Does dual AMS HT make sense?

Advice wanted.

I have no experience of 3D printing and plan to buy an H2D. I will be making one-offs. No multi-colour printing expected, though occasionally different colour for different prints. Hope to stick to a limited range of material. However, looking to use a combination of hard and soft plastic (TPU?) regularly. Example parts would be a coupler for joining two air tubes (with gaskets), a case for test equipment (with gasket), and a latch to hold a shutter (with shock-absorbing pads).

For all these reasons I can imagine the printer being permanently loaded with two spools, one hard and one soft plastic. The hard spool occasionally being swapped between colours, or between indoor and outdoor plastics.

Does it make sense to buy two AMS HTs with one feeding each print head? This would appear to be a relatively low-cost option for feeding two heads. Or is there a reason to buy another AMS combination?

I probably would buy one AMS HT and one AMS 2 pro.

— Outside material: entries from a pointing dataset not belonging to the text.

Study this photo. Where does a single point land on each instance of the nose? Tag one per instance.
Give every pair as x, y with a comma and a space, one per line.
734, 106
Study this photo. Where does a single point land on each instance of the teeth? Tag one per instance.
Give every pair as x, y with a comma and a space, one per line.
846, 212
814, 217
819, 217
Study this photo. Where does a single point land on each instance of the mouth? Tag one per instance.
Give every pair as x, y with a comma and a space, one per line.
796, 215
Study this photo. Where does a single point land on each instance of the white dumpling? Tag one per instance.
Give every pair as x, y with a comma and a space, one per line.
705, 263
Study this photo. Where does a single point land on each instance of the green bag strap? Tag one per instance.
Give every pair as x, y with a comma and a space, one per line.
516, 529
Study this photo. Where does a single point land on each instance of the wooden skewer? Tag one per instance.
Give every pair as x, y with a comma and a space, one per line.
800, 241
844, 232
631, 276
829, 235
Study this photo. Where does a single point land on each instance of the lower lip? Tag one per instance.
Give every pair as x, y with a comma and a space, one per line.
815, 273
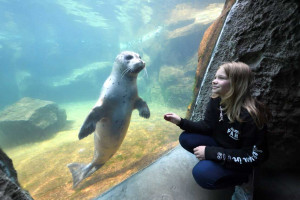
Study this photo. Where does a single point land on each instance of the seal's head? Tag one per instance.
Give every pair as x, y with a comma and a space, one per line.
129, 63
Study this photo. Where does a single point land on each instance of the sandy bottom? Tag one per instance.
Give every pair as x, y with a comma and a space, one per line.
42, 167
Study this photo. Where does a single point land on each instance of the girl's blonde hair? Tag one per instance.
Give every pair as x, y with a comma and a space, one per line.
238, 96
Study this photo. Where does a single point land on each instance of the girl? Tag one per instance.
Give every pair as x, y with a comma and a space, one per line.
230, 141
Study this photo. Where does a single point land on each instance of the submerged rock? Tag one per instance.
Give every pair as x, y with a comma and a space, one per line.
9, 185
30, 120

The real benefit of the HT is drying materials. If you just want an enclosure to feed material from, you can get that much cheaper. I don’t see much use in 2 HTs.

Even if you don’t print multi-color, having an AMS 2 pro is super convenient so that you have different materials at hand ready for printing. I even bought a second AMS because I use more than 4 filaments regularly.
For big prints, it can automatically swap from an empty spool to an identical second spool, if that is relevant to you.

Thank you Alex. Much appreciated.

You might be right about not having to swap reels when changing materials, at this point it just feels like it won’t make a huge difference to me. I could well be wrong. The argument that you can finish reel one of some filament and then seamlessly carry on with reel two seems pretty powerful though. Less waste, and without even having to think about how much filament is left.

Is it still worth me buying the second unit at all then? Is it worth it to make that unit the AMS HT instead of another AMS 2 Pro?

For that, you don’t need an AMS. You can also swap reels manually. When the first runs out, the printer will stop and ask for loading a new one. The benefit of the AMS is it happens automatically. So even if the first spool runs out in the mid of the night, the printer will go on.

How important the automatic access to different materials is, depends a lot on what and how you print.
I do many small tools and gadgets for the household, that I typically do in white or black PETG. Then, the children want this or that toy occasionally, which will be printed in PLA in one of 4 colors. Then I often have one spool loaded where I test new brands.
special materials that I need rarely, like TPU, PC, xx-CF either go into one of the AMS or on an open spool holder on the other side. I also think about an AMS HT instead of the open spool holder.
Your use case might look completely different. So if changing materials happens rarely, then you might have no benefit from the AMS 2.
I believe though, you would appreciate it in the long run.

Instead of two AMS HT, I would buy only one and
one or many suitable cereal boxes for 5 bucks that you transform into a drybox that you can print from.
Then you use the AMS HT for drying and put the dry filament in a box with some desiccant.